Super ! On a du soleil, du vent et des vagues, c’est tout pour le mieux ! On a vu quelques poissons volants, mais on fait attention on les remet dans l’eau tout de suite, pour l’environnement et tout ! On s’est aperçu qu’il y avait un souci dans notre routage, on s’en est aperçu il y a quelques minutes en fait, on a fait une bêtise qui nous coute cher aujourd’hui. Maintenant on cravache pour ne pas se faire rattraper. En fait, on a eu un problème sur notre routage, il y avait un problème dans les paramètres, et nous on a fait scolaire on a suivi la route indiquée, mais c’était pas du tout la bonne route. Donc on a repris le manuel, et on a réglé avec les paramètres donc maintenant c’est bien ! On est sous spi, c’est vachement sympa. Un bateau c’est tout petit, mais il n’y a pas le temps de se prendre la tête, il faut prendre du plaisir !

https://www.adonnante.com/media/2019/11/courbon.yves_061119_12h00.mp3

Gildas Morvan, co-skipper de Groupe SETIN (IMOCA)

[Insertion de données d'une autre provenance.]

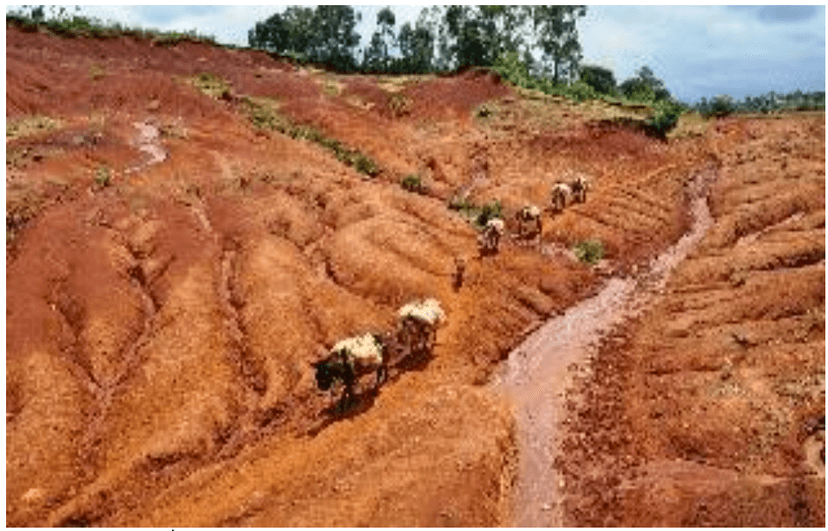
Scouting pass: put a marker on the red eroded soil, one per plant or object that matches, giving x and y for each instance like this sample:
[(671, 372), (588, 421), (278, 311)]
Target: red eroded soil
[(162, 315)]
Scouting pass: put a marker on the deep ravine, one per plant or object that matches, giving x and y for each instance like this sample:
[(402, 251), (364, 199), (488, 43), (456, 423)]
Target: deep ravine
[(536, 374)]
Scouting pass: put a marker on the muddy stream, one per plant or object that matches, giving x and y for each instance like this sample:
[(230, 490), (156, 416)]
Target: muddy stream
[(536, 375)]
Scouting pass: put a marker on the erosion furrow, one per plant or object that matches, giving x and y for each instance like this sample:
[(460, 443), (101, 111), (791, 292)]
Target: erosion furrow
[(252, 373), (536, 372)]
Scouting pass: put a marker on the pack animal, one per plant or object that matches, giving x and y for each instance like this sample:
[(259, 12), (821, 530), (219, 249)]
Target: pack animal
[(560, 195), (417, 327), (488, 240), (529, 221), (348, 360), (579, 188)]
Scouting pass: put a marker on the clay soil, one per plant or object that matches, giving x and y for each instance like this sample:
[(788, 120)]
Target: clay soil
[(172, 271)]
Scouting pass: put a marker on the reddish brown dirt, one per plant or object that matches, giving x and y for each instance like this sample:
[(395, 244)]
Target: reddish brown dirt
[(160, 327), (709, 409)]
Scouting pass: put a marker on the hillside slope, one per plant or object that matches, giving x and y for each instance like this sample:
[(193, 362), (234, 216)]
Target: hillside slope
[(175, 263)]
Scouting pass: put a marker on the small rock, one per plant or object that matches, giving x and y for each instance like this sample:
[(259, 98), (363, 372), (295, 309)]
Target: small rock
[(32, 495)]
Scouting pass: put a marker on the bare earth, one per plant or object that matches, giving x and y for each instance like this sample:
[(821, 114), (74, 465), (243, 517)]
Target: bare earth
[(160, 324)]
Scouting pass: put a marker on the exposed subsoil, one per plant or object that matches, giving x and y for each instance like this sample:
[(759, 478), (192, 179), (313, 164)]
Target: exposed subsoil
[(161, 323)]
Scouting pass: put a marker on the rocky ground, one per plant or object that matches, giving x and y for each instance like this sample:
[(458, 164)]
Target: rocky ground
[(174, 265)]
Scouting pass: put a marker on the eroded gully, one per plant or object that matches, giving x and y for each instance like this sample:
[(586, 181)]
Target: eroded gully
[(535, 376)]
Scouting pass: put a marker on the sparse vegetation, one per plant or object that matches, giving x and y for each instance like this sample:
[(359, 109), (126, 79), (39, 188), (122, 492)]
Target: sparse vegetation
[(60, 21), (263, 113), (212, 85), (400, 105), (489, 211), (665, 118), (103, 177), (412, 183), (589, 251)]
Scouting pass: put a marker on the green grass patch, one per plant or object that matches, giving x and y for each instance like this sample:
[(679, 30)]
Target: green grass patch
[(412, 183), (65, 24), (477, 215), (589, 251), (263, 114), (211, 85), (103, 177)]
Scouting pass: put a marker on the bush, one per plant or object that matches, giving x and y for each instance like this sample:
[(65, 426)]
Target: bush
[(400, 105), (589, 251), (103, 177), (580, 91), (489, 211), (412, 183), (665, 118), (364, 164)]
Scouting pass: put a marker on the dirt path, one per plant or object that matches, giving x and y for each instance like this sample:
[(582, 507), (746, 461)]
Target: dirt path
[(536, 375)]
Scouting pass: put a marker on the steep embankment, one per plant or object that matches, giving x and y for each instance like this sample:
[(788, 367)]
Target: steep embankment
[(163, 310), (709, 409)]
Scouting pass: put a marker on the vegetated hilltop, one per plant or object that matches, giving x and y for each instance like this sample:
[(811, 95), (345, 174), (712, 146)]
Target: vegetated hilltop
[(189, 227)]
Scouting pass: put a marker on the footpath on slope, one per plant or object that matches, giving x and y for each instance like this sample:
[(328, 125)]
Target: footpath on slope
[(537, 373)]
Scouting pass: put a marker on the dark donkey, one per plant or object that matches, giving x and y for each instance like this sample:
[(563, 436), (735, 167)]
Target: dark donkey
[(349, 360)]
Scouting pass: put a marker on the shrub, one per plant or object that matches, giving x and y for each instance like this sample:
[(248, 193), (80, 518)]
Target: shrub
[(589, 251), (489, 211), (212, 85), (412, 183), (103, 177), (580, 91), (364, 164), (400, 105), (262, 113), (665, 118)]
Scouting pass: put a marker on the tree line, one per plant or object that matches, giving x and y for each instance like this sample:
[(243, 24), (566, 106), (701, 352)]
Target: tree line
[(444, 38), (797, 100)]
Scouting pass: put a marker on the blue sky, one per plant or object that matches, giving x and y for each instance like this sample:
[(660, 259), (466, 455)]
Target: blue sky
[(697, 50)]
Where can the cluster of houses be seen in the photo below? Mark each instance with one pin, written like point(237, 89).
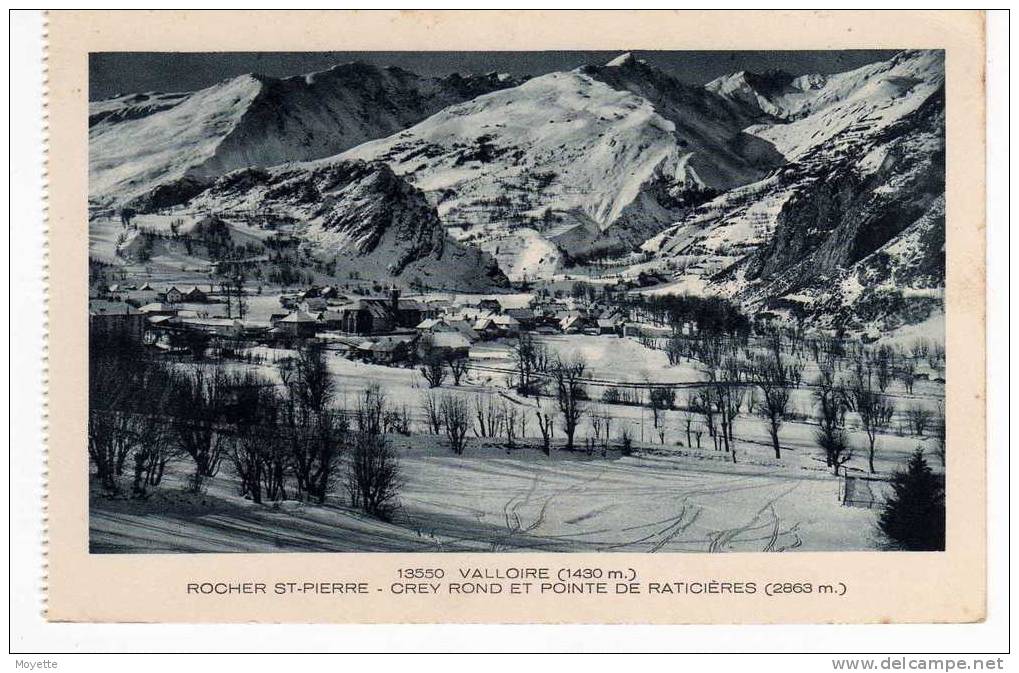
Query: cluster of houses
point(385, 329)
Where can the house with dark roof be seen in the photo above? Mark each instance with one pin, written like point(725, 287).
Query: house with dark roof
point(107, 318)
point(196, 295)
point(298, 324)
point(447, 345)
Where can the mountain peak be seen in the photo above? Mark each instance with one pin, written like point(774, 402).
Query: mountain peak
point(624, 59)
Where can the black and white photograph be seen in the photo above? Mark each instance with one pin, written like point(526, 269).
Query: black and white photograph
point(498, 302)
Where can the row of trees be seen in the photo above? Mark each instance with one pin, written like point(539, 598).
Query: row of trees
point(284, 439)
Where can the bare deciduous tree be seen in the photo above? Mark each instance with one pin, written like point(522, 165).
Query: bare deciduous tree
point(569, 376)
point(373, 478)
point(919, 419)
point(433, 369)
point(546, 423)
point(458, 367)
point(433, 415)
point(457, 420)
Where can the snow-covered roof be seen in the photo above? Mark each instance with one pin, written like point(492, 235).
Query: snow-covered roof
point(298, 316)
point(156, 307)
point(449, 340)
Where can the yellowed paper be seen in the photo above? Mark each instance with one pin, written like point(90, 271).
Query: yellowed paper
point(655, 577)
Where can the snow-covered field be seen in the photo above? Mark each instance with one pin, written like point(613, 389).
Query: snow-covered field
point(490, 500)
point(668, 497)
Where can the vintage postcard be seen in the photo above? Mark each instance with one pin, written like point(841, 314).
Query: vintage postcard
point(635, 317)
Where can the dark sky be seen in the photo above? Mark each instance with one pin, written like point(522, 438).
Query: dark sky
point(121, 72)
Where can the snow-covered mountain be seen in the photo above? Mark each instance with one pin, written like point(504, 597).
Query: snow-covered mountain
point(860, 202)
point(362, 216)
point(572, 163)
point(815, 195)
point(177, 143)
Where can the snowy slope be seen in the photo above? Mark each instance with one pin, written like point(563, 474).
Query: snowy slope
point(817, 107)
point(363, 216)
point(788, 243)
point(577, 158)
point(130, 106)
point(256, 120)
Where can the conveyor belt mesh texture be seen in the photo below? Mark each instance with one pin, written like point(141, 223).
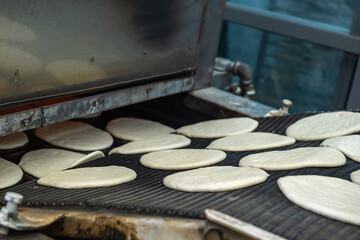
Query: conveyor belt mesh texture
point(262, 205)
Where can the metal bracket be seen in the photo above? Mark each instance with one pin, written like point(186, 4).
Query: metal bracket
point(282, 111)
point(10, 219)
point(224, 69)
point(220, 226)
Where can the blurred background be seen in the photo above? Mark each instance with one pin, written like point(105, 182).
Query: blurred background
point(316, 72)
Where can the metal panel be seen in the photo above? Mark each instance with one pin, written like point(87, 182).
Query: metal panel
point(41, 116)
point(287, 26)
point(48, 48)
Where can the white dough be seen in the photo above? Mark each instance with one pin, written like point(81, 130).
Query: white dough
point(251, 141)
point(355, 176)
point(181, 159)
point(215, 179)
point(14, 140)
point(325, 125)
point(136, 129)
point(295, 158)
point(328, 196)
point(75, 135)
point(349, 145)
point(89, 177)
point(219, 128)
point(10, 173)
point(151, 144)
point(44, 161)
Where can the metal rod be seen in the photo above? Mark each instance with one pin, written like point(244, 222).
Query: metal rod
point(292, 27)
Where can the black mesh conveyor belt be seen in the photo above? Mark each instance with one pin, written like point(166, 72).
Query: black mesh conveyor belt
point(262, 205)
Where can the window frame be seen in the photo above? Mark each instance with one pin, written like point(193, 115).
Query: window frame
point(347, 92)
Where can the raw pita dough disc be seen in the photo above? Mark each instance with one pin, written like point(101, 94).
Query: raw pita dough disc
point(136, 129)
point(215, 179)
point(10, 173)
point(295, 158)
point(14, 140)
point(251, 141)
point(219, 128)
point(328, 196)
point(325, 125)
point(349, 145)
point(75, 135)
point(44, 161)
point(181, 159)
point(89, 177)
point(151, 144)
point(355, 176)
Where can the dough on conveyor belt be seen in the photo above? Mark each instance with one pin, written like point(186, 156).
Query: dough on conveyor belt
point(39, 163)
point(75, 135)
point(10, 173)
point(349, 145)
point(215, 179)
point(14, 140)
point(152, 144)
point(331, 197)
point(219, 128)
point(355, 176)
point(181, 159)
point(295, 158)
point(135, 128)
point(325, 125)
point(251, 141)
point(89, 177)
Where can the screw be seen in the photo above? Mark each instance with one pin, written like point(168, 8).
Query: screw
point(26, 122)
point(9, 211)
point(96, 103)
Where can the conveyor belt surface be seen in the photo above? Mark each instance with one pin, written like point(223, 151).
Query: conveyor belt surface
point(262, 205)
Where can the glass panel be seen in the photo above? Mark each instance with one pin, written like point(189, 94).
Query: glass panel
point(336, 13)
point(284, 67)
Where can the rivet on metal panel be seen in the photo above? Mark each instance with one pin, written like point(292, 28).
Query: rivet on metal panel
point(15, 79)
point(214, 234)
point(148, 90)
point(96, 104)
point(25, 122)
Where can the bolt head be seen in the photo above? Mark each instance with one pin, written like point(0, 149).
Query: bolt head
point(13, 197)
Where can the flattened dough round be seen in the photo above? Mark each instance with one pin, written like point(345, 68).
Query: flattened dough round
point(151, 144)
point(251, 141)
point(355, 177)
point(135, 129)
point(295, 158)
point(10, 173)
point(349, 145)
point(44, 161)
point(14, 140)
point(75, 135)
point(219, 128)
point(180, 159)
point(89, 177)
point(328, 196)
point(325, 125)
point(215, 179)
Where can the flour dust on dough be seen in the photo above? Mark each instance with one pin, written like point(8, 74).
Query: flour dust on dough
point(89, 177)
point(215, 179)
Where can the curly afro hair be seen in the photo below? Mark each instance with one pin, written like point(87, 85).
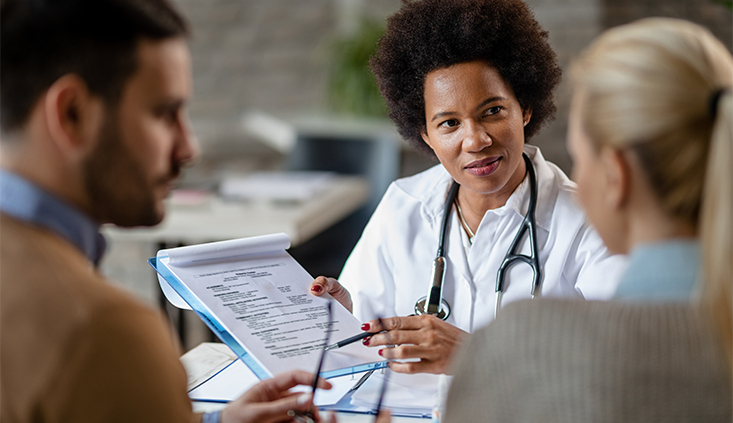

On regarde un peu tout ce qu’il se passe, on regarde à l’entrée du Pot-au-noir, il y a juste un phénomène météo qui a arrêté Charal, Apivia, eux, ont réussi à accélérer et à faire route relativement bien. Mais personne n’est pas à l’abri. En réalité, il y a des nuages qui ne sont pas vu sur les photos satellites, donc ce n’est pas évident. C’est calme actuellement, on a eu jusqu’à 25/30 nœuds cette nuit, mais le vent a bien faibli à 15/18 nœuds et la mer s’est aplatie. Il fait très chaud à bord et très humide, on va essayer de prendre notre douche aujourd’hui. Maintenant, je vais aller me faire un petit café, parce que c’est la Route du café et je vais aller en terrasse, profiter du soleil et de la mer. J’ai bien dormi ces dernières heures donc j’ai bien récupéré !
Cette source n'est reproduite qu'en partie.